Die Formel 1 verabschiedet sich am Wochenenden in Abu Dhabi von vier Fahrern. Sebastian Vettel steigt planmäßig aus, Daniel Ricciardo, Mick Schumacher und Nicholas Latifi aus Mangel an Möglichkeiten. Während der Grand-Prix-Sieger und der Sohn von Rekordweltmeister Michael Schumacher sich Hoffnungen auf ein Comeback machen, hat der Dritte im Bunde einen schwereren Stand. Latifi hadert mit seinen Leistungen, die ihm eine Fortsetzung seiner Laufbahn in der Königsklasse verbauten.

"Das war mein schlechtestes Jahr aus den drei Jahren und es war ein entscheidendes Jahr, um meine Zukunft zu sichern. Ich denke, das ist die Realität und es hat am Ende einfach nicht gereicht", so Latifi vor seinem 61. und vorerst letzten Rennwochenende in der Königsklasse. Der Kanadier debütierte 2020 als Nachfolger von Robert Kubica bei Williams und zeigte gemessen an seinen Erfolgen in den Nachwuchsserien zunächst die erwarteten Leistungen.

"Die ersten beiden Jahre waren das, was man erwarten konnte. Auf die Rookiesaison habe ich mich im zweiten Jahr insgesamt sehr verbessert", sagt Latifi, der Ende 2021 im teaminternen Williams-Duell gegen George Russell wiederholt die Nase vorne hatte. Den positiven Trend konnte er 2022 mit dem neuen Reglement jedoch nicht fortsetzen. Gegenüber Alexander Albon fehlte nicht nur die Pace, sondern es häuften sich auch Fahrfehler und Unfälle, mit denen er zuvor nicht in einer derartigen Regelmäßigkeit aufgefallen war.

Im 18. Saisonrennen in Japan fuhr er als Neunter erstmals in die Punkte. Zu diesem Zeitpunkt stand jedoch längst fest, dass Williams ihm 2023 kein Cockpit mehr anbieten wird. "Das Jahr war ein Auf und Ab. Ich denke, wir haben als Team einen Schritt zurück gemacht und ich hatte einfach Probleme, mit dem Auto zurechtzukommen. Es waren unterschiedliche Schwierigkeiten, manches lag an mir, anderes dafür nicht in meiner Hand", erklärt der 27-Jährige.

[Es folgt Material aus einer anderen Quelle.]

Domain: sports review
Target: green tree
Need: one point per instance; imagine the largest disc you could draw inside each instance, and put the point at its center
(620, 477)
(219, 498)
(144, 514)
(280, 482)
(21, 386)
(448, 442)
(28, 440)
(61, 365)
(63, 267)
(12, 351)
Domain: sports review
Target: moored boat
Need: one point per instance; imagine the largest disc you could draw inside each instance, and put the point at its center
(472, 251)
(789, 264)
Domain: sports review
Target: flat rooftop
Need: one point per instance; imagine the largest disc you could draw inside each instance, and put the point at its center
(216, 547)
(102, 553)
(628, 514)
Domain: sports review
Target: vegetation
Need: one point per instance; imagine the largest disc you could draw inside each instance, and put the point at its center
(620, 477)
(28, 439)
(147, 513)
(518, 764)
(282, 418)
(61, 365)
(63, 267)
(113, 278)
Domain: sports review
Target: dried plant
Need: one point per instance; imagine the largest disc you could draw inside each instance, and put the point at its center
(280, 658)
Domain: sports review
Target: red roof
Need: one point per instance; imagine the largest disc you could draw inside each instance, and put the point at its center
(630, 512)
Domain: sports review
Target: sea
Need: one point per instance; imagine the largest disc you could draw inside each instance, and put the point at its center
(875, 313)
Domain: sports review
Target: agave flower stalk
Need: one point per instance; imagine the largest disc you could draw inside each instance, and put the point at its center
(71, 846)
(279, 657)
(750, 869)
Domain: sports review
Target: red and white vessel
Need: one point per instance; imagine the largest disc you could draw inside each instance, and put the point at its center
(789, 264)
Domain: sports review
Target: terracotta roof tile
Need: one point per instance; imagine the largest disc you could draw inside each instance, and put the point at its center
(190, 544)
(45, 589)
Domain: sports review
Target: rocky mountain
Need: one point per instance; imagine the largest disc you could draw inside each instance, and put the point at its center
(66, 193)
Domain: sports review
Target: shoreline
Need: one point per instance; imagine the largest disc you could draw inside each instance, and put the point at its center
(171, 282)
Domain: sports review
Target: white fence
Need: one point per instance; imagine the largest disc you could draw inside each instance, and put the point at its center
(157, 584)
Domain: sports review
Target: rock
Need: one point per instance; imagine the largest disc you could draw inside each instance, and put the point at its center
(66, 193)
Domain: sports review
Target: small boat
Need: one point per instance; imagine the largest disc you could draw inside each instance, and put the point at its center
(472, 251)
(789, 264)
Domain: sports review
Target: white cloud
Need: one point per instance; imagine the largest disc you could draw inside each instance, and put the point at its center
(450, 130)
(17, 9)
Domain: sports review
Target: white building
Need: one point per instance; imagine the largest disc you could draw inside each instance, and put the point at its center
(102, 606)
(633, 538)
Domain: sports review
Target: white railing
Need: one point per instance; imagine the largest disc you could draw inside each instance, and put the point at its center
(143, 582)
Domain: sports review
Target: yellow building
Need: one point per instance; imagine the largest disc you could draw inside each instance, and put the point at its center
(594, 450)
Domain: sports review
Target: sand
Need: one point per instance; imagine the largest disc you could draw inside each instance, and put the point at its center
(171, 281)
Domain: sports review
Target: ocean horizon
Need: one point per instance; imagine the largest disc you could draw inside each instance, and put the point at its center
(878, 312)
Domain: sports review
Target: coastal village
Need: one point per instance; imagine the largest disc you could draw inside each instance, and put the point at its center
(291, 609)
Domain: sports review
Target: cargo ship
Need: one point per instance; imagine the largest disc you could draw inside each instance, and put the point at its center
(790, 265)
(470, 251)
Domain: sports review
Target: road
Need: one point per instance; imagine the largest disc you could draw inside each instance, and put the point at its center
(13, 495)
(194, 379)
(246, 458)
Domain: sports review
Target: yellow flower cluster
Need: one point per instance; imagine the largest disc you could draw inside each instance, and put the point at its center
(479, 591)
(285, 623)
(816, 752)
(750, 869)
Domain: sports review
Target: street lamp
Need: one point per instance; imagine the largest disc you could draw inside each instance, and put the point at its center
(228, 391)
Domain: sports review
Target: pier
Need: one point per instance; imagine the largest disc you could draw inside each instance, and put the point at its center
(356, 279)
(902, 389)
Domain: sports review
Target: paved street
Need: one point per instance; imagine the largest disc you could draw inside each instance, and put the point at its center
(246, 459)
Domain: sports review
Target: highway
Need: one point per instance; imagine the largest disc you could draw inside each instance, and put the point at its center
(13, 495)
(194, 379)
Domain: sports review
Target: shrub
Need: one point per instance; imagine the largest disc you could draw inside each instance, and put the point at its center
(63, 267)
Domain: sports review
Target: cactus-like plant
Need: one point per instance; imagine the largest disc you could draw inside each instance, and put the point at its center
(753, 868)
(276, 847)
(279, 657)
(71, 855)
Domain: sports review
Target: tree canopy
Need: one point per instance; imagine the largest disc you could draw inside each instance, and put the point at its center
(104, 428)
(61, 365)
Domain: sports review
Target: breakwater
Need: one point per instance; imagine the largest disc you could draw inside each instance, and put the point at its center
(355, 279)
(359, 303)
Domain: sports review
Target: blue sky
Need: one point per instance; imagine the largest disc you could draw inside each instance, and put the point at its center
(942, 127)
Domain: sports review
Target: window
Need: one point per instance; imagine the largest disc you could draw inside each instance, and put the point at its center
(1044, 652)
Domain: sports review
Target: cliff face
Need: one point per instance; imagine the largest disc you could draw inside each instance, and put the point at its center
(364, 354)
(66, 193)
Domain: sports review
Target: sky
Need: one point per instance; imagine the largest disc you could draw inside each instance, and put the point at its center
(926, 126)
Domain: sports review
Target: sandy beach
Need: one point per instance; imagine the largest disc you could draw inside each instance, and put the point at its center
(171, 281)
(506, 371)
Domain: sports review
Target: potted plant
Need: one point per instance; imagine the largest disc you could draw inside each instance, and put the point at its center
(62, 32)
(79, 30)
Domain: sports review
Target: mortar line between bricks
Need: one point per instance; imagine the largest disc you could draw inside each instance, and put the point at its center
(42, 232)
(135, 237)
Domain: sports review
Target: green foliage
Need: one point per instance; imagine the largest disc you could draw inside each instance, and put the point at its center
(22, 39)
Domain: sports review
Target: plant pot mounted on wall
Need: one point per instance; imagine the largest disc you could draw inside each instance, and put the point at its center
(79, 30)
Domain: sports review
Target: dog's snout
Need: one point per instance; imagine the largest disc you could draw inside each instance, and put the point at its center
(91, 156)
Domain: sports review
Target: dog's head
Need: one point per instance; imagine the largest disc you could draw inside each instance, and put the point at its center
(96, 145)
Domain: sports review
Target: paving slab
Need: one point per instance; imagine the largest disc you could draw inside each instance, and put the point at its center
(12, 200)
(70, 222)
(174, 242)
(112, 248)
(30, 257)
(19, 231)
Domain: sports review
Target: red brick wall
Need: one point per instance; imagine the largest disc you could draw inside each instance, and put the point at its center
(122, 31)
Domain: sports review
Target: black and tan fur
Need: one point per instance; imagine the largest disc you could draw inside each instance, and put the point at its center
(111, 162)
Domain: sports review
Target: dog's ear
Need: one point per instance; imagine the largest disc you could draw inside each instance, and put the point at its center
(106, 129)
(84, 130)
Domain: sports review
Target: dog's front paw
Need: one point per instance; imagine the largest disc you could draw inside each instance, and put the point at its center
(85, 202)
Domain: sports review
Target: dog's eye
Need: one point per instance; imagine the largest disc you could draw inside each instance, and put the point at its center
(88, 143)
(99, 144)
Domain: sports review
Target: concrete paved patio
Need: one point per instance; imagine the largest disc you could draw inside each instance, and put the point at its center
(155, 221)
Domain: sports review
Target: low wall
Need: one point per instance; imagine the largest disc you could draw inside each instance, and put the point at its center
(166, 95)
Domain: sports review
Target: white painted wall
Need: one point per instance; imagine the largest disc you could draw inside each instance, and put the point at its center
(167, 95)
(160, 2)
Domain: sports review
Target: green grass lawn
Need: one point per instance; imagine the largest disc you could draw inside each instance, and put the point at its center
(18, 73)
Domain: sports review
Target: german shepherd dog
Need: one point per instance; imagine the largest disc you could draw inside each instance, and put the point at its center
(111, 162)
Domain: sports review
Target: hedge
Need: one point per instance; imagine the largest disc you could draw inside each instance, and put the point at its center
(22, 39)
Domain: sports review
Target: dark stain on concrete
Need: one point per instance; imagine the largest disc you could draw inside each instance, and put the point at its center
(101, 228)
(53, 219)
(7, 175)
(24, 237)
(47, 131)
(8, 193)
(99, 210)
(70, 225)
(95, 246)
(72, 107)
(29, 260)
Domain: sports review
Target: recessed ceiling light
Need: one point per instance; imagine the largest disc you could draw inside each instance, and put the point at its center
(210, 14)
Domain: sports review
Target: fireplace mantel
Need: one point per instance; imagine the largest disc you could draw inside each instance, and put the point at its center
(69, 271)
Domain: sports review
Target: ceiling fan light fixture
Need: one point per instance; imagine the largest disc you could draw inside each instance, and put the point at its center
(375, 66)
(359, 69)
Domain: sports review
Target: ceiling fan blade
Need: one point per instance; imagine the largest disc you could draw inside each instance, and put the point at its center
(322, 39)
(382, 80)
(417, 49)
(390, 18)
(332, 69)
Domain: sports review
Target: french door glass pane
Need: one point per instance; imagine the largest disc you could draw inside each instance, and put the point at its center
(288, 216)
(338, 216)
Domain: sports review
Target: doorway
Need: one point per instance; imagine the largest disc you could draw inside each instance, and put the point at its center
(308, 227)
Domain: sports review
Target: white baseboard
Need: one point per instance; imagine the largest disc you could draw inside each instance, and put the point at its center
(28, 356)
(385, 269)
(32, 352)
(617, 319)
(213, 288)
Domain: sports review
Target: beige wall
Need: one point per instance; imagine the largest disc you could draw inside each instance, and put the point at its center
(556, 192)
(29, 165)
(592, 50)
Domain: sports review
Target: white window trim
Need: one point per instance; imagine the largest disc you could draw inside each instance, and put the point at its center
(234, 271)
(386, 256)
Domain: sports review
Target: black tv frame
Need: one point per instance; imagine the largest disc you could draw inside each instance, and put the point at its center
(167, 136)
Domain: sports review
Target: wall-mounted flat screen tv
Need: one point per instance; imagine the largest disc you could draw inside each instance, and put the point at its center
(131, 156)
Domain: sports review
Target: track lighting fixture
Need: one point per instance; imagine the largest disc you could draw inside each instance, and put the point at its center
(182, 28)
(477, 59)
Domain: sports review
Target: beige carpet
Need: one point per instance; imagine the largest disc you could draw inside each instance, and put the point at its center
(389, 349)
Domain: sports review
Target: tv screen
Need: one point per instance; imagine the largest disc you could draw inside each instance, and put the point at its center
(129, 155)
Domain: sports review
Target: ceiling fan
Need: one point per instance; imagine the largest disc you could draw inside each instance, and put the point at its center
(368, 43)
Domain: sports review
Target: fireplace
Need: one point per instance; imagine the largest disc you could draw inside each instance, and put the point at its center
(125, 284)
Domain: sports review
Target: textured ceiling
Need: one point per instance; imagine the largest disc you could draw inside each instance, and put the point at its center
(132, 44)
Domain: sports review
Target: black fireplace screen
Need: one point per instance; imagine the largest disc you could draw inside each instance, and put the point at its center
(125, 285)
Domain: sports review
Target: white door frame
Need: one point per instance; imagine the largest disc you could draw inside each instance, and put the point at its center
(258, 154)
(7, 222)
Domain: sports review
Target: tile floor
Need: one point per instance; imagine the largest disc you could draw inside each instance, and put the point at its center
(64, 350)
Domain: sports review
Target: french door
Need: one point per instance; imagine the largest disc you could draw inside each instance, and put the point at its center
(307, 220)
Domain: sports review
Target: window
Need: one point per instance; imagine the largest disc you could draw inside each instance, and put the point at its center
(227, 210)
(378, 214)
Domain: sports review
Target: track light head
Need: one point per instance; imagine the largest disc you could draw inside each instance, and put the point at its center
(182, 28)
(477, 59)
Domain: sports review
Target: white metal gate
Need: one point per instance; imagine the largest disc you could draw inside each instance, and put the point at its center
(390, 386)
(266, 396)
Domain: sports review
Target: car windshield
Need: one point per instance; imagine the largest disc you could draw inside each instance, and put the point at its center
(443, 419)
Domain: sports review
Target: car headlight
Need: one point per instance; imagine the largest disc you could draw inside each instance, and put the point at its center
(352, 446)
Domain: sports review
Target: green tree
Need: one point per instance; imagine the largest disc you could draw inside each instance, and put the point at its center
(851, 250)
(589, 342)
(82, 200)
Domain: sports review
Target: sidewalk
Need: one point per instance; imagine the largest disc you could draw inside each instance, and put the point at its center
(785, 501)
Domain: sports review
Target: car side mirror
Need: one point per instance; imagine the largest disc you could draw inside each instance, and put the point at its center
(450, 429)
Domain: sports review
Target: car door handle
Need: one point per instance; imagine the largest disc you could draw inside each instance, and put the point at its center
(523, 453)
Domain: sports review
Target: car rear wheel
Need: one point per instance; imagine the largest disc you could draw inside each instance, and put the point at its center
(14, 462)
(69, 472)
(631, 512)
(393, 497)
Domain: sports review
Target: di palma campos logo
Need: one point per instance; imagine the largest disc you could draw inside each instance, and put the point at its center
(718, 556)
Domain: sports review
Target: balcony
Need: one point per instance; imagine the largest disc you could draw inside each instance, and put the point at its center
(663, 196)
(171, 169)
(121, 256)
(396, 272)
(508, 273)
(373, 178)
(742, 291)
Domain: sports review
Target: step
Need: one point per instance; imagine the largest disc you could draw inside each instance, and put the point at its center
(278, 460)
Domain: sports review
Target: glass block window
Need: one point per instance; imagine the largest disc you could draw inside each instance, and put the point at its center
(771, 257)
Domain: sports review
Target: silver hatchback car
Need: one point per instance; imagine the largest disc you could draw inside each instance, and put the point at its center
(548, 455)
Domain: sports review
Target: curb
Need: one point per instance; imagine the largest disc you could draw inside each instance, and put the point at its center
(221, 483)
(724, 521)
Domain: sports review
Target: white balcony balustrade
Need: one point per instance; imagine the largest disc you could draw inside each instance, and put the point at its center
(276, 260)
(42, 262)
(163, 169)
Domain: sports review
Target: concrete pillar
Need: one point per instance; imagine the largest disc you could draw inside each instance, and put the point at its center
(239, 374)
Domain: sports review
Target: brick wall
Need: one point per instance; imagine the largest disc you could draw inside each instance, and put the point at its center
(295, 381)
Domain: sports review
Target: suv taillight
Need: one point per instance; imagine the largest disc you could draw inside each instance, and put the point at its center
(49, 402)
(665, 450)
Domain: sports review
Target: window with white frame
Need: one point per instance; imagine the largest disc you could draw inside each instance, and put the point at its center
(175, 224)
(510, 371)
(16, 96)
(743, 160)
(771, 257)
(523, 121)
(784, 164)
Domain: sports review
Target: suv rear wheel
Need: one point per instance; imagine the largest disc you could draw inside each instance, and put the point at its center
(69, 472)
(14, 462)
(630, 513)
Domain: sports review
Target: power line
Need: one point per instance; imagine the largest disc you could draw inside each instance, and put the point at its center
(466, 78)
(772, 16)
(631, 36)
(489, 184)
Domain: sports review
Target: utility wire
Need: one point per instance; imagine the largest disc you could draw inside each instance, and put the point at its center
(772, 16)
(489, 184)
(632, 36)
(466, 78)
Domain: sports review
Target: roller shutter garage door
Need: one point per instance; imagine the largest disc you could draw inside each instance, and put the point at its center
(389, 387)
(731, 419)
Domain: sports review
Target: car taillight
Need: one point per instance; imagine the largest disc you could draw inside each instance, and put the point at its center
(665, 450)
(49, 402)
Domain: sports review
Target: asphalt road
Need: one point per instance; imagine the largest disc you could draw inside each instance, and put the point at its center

Die Unfälle von Nicholas Latifi häuften sich in der Formel-1-Saison 2022, Foto: LAT Images
Die Unfälle von Nicholas Latifi häuften sich in der Formel-1-Saison 2022, Foto: LAT Images

Latifi für Formel-1-Chance dankbar

Mit dem Gedanken an sein Formel-1-Aus konnte er sich seit Ende September anfreunden. Die Gewissheit machte ihm das Leben rückblickend leichter. "Es waren noch sechs Rennen und ich habe den Ansatz verfolgt, aus jeder Möglichkeit das Beste zu machen und es so gut wie möglich zu genießen", so Latifi. "Ich wollte mir wegen all der Schwierigkeiten während der Saison keinen Stress mehr machen."

Das letzte Rennen kam letztendlich schneller als erwartet. Beim Abschied schwingt bei ihm durchaus etwas Wehmut mit. "Es ist natürlich etwas traurig und enttäuschend, weil ich gerne in der F1 weitermachen würde. Das ist mein Ziel und hier will ich sein. Aber es sieht nicht so aus, als wäre das der Fall", sagt er. Zugleich erfüllt ihn seine Zeit im Sport mit Zufriedenheit: "Ich bin dankbar für die drei Jahre. Ich war in einer sehr privilegierten Position. Andere Fahrer würden morden um hier auch nur ein Rennen zu fahren, ganz zu schweigen von drei Jahren."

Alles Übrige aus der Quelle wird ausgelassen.